Monday, June 17, 2013

Errant, I

many pledge allegiance to the "blood god"
I pledge allegiance to the freaky horse
who watches over me as I sleep (K. Silem Mohammad)

My mind is ebbing low these days, at least when it turns to the question of the universities. Now, due to certain peculiarities of my personal history my hope for society as a whole, and my enjoyment of culture in general, passes unavoidably through my thoughts and feelings about the university, much as a priest, I would imagine, is constrained in his enjoyment of life by his attitudes about the church. In my case, of course, for the analogy to hold we'd have to imagine a somewhat rogue or at least errant priest. One who holds no office and is a member of no established order.

In any case, I just reread Adam Kirsch's "A Poet's Warning", about W.H. Auden's "Under Which Lyre" from 1946. He quotes a couple of important stanzas, and then comments:

Thou shalt not do as the dean pleases,
Thou shalt not write thy doctor’s thesis
On education,
Thou shalt not worship projects nor
Shalt thou or thine bow down before
Administration.

Thou shalt not answer questionnaires
Or quizzes upon World-Affairs,
Nor with compliance
Take any test. Thou shalt not sit
With statisticians nor commit
A social science.

This advice is half-joking, but only half. For Auden is reminding his Harvard audience that all the official apparatus of the university is extraneous to its highest purpose, which is to cultivate freedom and inwardness. It is a message that still needs to be heard today, when the expense of higher education forces so many students to look at it as an investment, rather than an adventure.

I find myself increasingly unable to laugh. It seems to me that since WWII we have been half-jokingly compliant with too many initiatives that deserved, at the very least, our half-hearted recalcitrance. Lately, they aren't getting even that.

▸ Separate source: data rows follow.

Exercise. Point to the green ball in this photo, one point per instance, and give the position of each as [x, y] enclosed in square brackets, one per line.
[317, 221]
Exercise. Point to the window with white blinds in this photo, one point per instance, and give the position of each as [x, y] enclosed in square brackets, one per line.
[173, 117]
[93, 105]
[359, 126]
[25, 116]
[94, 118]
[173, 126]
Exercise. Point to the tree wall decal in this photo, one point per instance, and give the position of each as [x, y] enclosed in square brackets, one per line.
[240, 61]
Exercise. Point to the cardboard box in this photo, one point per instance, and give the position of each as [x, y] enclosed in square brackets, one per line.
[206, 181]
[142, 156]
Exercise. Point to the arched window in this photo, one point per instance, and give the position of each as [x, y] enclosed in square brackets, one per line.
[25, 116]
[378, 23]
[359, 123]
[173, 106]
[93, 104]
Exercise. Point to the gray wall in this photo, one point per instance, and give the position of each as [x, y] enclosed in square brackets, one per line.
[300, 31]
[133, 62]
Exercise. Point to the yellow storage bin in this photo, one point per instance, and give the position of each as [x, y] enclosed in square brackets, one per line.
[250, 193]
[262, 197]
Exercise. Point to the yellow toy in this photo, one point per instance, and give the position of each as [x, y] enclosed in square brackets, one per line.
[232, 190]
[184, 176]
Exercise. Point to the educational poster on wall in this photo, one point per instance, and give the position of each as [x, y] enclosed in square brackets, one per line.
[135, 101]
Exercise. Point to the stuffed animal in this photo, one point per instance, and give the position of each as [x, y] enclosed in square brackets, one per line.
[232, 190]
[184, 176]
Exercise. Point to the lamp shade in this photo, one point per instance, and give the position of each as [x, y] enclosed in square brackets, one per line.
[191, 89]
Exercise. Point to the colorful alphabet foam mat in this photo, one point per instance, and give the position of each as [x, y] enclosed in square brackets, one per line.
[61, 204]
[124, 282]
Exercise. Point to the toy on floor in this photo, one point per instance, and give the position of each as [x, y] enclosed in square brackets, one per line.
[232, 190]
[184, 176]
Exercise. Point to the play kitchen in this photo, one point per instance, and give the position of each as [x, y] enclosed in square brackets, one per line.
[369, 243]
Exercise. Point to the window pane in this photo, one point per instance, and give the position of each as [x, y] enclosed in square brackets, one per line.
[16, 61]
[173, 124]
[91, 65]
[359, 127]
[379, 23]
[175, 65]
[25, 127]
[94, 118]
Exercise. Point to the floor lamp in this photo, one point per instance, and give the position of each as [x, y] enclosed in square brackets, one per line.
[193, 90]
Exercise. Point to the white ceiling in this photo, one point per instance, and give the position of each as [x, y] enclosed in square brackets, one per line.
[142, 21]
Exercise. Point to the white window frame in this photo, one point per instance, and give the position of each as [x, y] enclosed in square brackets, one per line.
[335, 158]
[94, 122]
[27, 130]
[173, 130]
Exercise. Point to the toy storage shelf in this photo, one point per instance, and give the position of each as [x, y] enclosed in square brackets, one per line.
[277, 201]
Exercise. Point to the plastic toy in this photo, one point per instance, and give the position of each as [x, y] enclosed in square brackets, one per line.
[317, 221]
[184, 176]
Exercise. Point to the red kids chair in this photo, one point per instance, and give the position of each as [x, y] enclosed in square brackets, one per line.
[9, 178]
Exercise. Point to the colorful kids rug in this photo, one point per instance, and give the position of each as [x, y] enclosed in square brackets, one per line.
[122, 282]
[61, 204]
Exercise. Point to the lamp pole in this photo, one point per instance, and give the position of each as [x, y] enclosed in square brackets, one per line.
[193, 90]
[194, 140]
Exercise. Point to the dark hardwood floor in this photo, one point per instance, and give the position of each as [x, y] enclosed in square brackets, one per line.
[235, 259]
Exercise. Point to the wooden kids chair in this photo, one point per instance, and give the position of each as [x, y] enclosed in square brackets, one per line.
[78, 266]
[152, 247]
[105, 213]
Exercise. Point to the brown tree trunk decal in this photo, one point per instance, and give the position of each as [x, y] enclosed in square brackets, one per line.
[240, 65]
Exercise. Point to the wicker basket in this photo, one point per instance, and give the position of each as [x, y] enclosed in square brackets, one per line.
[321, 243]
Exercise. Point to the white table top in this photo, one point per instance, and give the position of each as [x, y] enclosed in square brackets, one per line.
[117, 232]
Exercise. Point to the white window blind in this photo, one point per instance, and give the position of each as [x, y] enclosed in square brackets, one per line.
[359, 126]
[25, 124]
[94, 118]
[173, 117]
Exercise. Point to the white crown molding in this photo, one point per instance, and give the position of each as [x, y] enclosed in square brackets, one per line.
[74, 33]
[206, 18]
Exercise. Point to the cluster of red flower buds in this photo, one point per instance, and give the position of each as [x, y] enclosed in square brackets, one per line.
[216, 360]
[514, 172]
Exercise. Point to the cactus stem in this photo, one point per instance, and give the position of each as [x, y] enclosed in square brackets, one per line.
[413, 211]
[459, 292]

We have let the powers that be, or the forces of history, or whoever we've pledged our allegiance to, convince us that the cultivation of the freedom of inwardness (note the important role that privacy plays in this) is an outdated and somewhat quaint affectation, perhaps even a dangerous extravagance. Accordingly, we have slowly undermined the institution that was supposed to give dignity to what happens in the privacy of our own minds, and in the intimacy that can be established between any two of them. By converting education into essentially training in managing projects, passing tests, and holding tenable opinions about world affairs, we have, to use T.S. Eliot's similar formuation "confine[d] knowledge to whatever can be put into a useful shape for examinations, drawing-rooms, or the still more pretentious modes of publicity." Only that which can be made public appears now to matter.